Potted Roses in Willamette valley winters
Hi! I lost several potted roses last winter. I think I rotted the roots, because it was so warm in didn’t think they would go dormant—and didn’t put them up against the house like I had done before. My question is...how do I ensure my potted roses go dormant in the Willamette valley. Live in North Albany, surrounded by oaks and protected from wind.
Benton County Oregon
Hello. I think I have a handle on your issue. Last year you did not put the roses near the house, and you ended up with some root rot. Very possibly two things happened.
1. Because the plants were not under the eaves of the house, they received much more moisture than normal which built up in the pots causing the root rot.
2. Depending on the size, type of rose, and length of time the roses have been in these pots they most likely need to be re-potted. Potting soils break down after a couple of years and need to be refreshed. As the materials break down, they compact, and the roots start to get suffocated. If not done every couple of years you end up with a pot full of roots with little potting material resulting in an unhealthy situation for your plants roots.
Roots need water AND air to remain healthy. This happens with any plant in a pot over a long period of time. Be sure to prune the roots back. Look for brown, black, and mushy roots, remove all of these. Gently tease out remaining roots from the compacted root mass and re-pot in fresh potting soil. A good way to do this is to use gently running water to soften and wash out old potting materials. Depending on the size of the root balls versus the size of the container they are planted in you may also want to replace the pots with larger ones. Ideally you don't want the root ball to be butted up against the sides or bottom of your container. You want soil all the way around and below. This provides roots insulation from extreme temperatures and gives your plant a healthy environment to grow into. Be sure that all new pots have ample drainage holes and that water runs freely through the pots when you are done. You should elevate the pots from the concrete or decking that they are sitting on to ensure proper air and water flow.

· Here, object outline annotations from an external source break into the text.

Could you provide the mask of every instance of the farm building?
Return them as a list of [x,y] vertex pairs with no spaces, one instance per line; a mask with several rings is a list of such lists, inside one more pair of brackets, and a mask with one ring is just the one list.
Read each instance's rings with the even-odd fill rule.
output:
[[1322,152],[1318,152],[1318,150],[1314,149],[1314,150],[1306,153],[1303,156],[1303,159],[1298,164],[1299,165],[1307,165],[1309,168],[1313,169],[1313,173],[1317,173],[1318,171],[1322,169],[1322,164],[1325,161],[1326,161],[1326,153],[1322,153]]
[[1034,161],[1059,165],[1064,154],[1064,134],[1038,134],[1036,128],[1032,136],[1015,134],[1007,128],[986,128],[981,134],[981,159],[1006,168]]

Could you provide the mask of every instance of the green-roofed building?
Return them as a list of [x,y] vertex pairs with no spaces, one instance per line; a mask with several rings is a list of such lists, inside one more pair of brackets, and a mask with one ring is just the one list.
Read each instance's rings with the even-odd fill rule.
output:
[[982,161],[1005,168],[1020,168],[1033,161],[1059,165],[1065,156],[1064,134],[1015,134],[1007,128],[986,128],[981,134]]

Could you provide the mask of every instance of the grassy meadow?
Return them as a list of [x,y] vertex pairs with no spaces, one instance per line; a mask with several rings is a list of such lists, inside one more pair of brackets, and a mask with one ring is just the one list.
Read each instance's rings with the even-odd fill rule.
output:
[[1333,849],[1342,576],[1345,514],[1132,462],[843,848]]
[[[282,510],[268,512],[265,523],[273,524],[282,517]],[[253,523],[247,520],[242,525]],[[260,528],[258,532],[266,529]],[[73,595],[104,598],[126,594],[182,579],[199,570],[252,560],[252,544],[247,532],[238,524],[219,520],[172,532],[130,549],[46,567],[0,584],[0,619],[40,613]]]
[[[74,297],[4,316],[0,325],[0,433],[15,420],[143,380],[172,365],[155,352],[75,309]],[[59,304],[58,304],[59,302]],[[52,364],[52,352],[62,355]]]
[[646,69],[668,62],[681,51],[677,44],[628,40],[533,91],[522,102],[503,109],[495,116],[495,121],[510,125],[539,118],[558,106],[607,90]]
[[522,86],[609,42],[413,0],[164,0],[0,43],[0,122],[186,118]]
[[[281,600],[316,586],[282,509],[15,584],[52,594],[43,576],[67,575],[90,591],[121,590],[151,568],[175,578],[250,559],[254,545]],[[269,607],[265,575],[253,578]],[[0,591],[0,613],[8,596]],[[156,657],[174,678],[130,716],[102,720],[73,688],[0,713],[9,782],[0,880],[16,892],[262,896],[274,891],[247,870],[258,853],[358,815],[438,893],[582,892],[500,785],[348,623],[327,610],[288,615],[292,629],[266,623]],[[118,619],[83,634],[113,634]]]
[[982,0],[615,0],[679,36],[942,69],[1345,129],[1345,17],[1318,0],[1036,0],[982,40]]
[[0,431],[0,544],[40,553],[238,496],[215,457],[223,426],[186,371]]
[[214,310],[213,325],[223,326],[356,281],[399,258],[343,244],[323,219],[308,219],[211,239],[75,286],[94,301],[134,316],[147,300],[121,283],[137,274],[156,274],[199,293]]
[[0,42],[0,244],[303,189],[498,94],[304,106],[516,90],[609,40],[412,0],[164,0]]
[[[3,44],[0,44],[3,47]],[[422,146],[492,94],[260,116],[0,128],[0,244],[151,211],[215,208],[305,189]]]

This can be achieved with 'pot feet' which come in lots of forms, most commonly clay which once 3 or 4 are inserted around the pot raise the pot a couple inches off the surface they are sitting on to allow for airflow in and for water drainage out of the bottom of the pot. If you do put your plants up near the house as normal choose a south or west facing wall to take advantage of sunny days. Plants under house eaves may need to be watered occasionally during our winter months, especially when we are expecting a cold snap. Well-watered and moist roots are better able to survive cold windy weather.